Lettere ingiuriose al carabiniere ferito davanti a Palazzo Chigi, un uomo finisce a giudizio

Negli scritti anonimi si legge “Giuseppe Giangrande non mi fa pena, gli auguro di rimanere così tutta la vità“

Giuseppe Giangrande, il sottufficiale dei carabinieri ferito davanti a Palazzo Chigi

Giuseppe Giangrande, il sottufficiale dei carabinieri ferito davanti a Palazzo Chigi

Bologna, 20 gennaio 2015 - Lettere ingiuriose sono state inviate a Giuseppe Giangrande, il sottufficiale ferito nell’aprile 2013 davanti a Palazzo Chigi nel giorno del giuramento del Governo Letta.

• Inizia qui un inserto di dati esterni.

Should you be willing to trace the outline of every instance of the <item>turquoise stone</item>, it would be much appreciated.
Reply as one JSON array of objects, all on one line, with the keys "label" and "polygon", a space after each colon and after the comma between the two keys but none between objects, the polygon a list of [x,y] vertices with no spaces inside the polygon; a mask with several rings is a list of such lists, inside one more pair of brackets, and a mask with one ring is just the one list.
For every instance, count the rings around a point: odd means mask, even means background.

Gli scritti anonimi sarebbero stati spediti da un pensionato di 77 anni, che è stato citato in giudizio dalla Procura di Bologna dopo le indagini dei carabinieri di Imola sugli scritti arrivati al centro riabilitativo di Montecatone, dove Giangrande trascorre periodi di cura. «Non mi fa minimamente pena», si legge in una lettera dove si augura al militare «di restare così tutta la vita».

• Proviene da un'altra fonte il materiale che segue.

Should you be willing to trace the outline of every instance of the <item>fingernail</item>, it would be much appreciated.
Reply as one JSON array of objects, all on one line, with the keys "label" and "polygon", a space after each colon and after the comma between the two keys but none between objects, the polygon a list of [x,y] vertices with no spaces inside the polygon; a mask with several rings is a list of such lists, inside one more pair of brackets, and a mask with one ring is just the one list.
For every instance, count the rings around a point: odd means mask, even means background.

Le lettere raccomandate inviate al centro di riabilitazione sono tre, tra maggio e settembre 2014, due quelle considerate ingiuriose: sono state ricevute dalle figlia di Giangrande, Martina, che ha presentato querela. I militari sono arrivati all'anziano risalendo ai due diversi uffici postali da cui sono state spedite e si è arrivati all'identificazione dell'autore dopo aver visionato le immagini della videosorveglianza degli uffici.

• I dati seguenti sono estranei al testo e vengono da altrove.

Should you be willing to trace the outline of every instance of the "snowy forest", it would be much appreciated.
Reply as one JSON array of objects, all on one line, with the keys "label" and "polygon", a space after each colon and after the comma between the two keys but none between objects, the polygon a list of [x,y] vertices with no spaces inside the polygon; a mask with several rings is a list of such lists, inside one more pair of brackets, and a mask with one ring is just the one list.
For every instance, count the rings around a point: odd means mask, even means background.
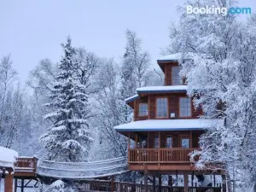
[{"label": "snowy forest", "polygon": [[[230,0],[186,3],[237,5]],[[256,16],[241,21],[236,15],[187,15],[182,7],[178,13],[161,55],[182,54],[180,75],[186,77],[195,107],[202,106],[201,118],[225,119],[224,126],[201,136],[202,150],[191,156],[201,155],[199,168],[224,162],[228,180],[256,190]],[[76,37],[67,35],[60,44],[61,59],[41,58],[25,85],[12,67],[17,61],[11,50],[2,53],[0,146],[56,161],[125,156],[127,138],[113,130],[132,121],[125,99],[138,87],[162,85],[163,73],[132,30],[125,32],[121,61],[75,47]]]}]

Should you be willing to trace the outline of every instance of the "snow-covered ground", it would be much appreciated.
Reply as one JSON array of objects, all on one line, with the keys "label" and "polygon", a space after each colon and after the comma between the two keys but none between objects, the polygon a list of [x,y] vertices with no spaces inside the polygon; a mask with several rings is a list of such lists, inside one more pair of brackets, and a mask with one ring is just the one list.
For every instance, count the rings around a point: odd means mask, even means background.
[{"label": "snow-covered ground", "polygon": [[13,167],[18,152],[0,146],[0,166]]}]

Il procuratore aggiunto Valter Giovannini ha emesso un decreto di perquisizione e quando i carabinieri sono arrivati a casa del pensionato, questi ha ammesso, dicendo di aver scritto perché indignato contro le istituzioni. Nelle lettere si fa riferimento ai casi Aldrovandi, Cucchi, Uva, Mogherini e ad un controllo subito dopo essere passato con il rosso. «Siete delle belve - si legge in passaggio - qualche sbirro è morto, ma sono di più i cittadini inermi da loro uccisi». «Non mi rallegro di sapere - è un'altra frase - che le sue condizioni siano migliorate». Il reato di ingiurie è di competenza del giudice di pace e l'indagato rischia una pena pecuniaria. Per il procuratore aggiunto Giovannini si tratta di «lettere dal contenuto oltre che ingiurioso, crudele sul piano umano».